Tuesday, January 30, 2007

More on Fundamental Marketing: Still a Rare Skill

Yesterday morning's Wall Street Journal piece in the "Theory & Practice" column of its Marketplace Section was entitled, "Seeing Through Buyers' Eyes."

As do so many of this column's pieces, it rehashes an introductory marketing concept- understanding customer needs and potential uses of your product or service.

Will we never learn? This is such fundamental marketing, and, yet, it still gets coverage in a recurring column in the nation's most widely-disseminated business daily.


The article in question recounts various large companies' efforts to focus product development on how consumers would actually use their products, and what the needs of those consumers actually are, as they pertain to the companies' offerings. GM and P&G are mentioned.

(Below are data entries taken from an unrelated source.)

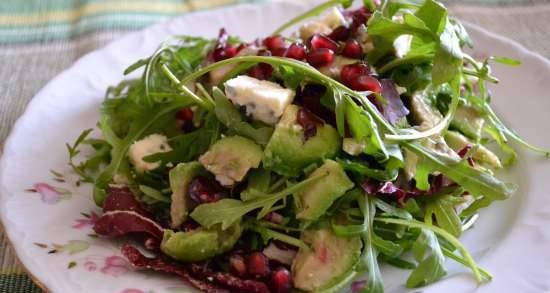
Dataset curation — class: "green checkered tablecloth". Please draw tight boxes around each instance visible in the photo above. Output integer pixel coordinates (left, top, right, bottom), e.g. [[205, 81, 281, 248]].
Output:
[[0, 0, 550, 293]]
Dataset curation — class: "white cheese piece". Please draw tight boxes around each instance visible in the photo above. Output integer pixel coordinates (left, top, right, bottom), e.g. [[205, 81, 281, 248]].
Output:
[[225, 75, 295, 125], [128, 134, 172, 173], [319, 56, 359, 79], [393, 35, 412, 58], [323, 7, 346, 29]]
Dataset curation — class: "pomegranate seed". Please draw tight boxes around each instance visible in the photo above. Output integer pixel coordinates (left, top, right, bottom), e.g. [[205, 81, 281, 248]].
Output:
[[349, 75, 382, 93], [296, 108, 324, 141], [263, 35, 285, 51], [271, 47, 286, 57], [176, 108, 193, 121], [309, 34, 338, 51], [246, 252, 270, 279], [340, 63, 370, 85], [248, 50, 273, 80], [269, 267, 292, 293], [342, 39, 363, 58], [144, 238, 160, 250], [229, 254, 246, 277], [264, 212, 284, 224], [189, 176, 227, 204], [328, 25, 350, 42], [307, 48, 334, 67], [214, 45, 237, 61], [284, 43, 306, 60]]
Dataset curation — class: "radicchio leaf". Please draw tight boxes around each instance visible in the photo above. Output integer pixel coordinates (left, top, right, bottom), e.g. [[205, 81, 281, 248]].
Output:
[[121, 244, 232, 293], [191, 264, 269, 293], [103, 186, 149, 217], [94, 211, 164, 239], [380, 79, 409, 125]]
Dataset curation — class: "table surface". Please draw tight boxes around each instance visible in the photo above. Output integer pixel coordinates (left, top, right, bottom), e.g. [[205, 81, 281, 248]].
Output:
[[0, 0, 550, 293]]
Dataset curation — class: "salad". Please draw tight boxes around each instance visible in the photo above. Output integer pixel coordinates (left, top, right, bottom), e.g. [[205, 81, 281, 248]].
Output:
[[67, 0, 549, 293]]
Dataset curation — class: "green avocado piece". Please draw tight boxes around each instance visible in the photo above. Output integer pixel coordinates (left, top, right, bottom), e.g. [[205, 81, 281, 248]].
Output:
[[296, 160, 353, 221], [263, 105, 340, 176], [169, 162, 204, 228], [445, 131, 502, 169], [160, 224, 242, 262], [199, 136, 263, 186], [291, 229, 362, 293], [451, 105, 485, 140]]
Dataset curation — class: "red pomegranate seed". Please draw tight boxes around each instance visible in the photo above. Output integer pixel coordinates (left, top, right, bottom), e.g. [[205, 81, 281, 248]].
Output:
[[342, 39, 363, 59], [263, 35, 285, 51], [307, 48, 334, 67], [214, 45, 237, 61], [271, 47, 286, 57], [176, 108, 193, 121], [309, 34, 338, 51], [189, 176, 227, 204], [349, 75, 382, 93], [269, 267, 292, 293], [246, 252, 270, 279], [340, 63, 370, 85], [328, 25, 350, 42], [264, 212, 284, 224], [229, 254, 246, 277], [284, 43, 306, 60]]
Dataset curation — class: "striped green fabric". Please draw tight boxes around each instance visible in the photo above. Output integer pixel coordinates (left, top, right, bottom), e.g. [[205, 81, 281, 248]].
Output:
[[0, 0, 258, 44], [0, 0, 550, 293]]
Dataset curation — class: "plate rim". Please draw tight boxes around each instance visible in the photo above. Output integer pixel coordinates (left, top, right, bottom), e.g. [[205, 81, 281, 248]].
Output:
[[0, 1, 550, 293]]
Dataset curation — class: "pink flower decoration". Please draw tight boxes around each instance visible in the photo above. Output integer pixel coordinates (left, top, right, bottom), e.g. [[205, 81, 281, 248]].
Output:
[[101, 255, 130, 277], [73, 212, 99, 229], [33, 182, 71, 204], [351, 280, 367, 293], [120, 289, 145, 293], [84, 260, 97, 272]]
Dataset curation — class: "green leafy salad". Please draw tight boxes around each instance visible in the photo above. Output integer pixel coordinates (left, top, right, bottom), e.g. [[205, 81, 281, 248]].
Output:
[[67, 0, 548, 293]]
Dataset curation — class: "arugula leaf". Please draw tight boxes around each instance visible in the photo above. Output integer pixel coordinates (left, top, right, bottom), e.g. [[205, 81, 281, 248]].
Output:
[[359, 195, 384, 293], [241, 168, 271, 201], [374, 217, 487, 283], [245, 222, 311, 251], [94, 103, 189, 206], [425, 195, 462, 237], [406, 229, 447, 288], [191, 175, 325, 230], [432, 20, 463, 86], [212, 88, 273, 146], [144, 113, 220, 165], [344, 96, 389, 162]]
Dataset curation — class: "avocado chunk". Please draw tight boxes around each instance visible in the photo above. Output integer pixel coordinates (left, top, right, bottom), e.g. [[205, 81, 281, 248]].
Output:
[[292, 229, 362, 292], [169, 162, 204, 228], [451, 105, 485, 140], [160, 224, 242, 262], [445, 131, 502, 169], [296, 160, 353, 221], [262, 105, 340, 176], [199, 136, 263, 186]]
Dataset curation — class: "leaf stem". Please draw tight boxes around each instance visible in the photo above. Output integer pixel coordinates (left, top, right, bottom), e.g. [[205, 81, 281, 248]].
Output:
[[161, 64, 215, 111]]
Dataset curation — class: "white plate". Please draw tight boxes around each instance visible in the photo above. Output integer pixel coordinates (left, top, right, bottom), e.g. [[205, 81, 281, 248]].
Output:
[[0, 3, 550, 293]]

As I have written before, perhaps it is a measure of overall management mediocrity that this sort of topic commands such attention. As someone who holds two marketing degrees, I can attest to the fact that the subject of this article is neither news, nor a recent finding. This sort of thing is literally the most fundamental marketing principle in existence.

Which leads me to once again, as in my prior post, be reassured by the mediocrity and lack of attention to fundamentals of most executives. This article probably is news to a lot of WSJ readers.

That just makes it easier to select the superior companies, which have superior-performing executives, in which to invest, for consistently superior total returns.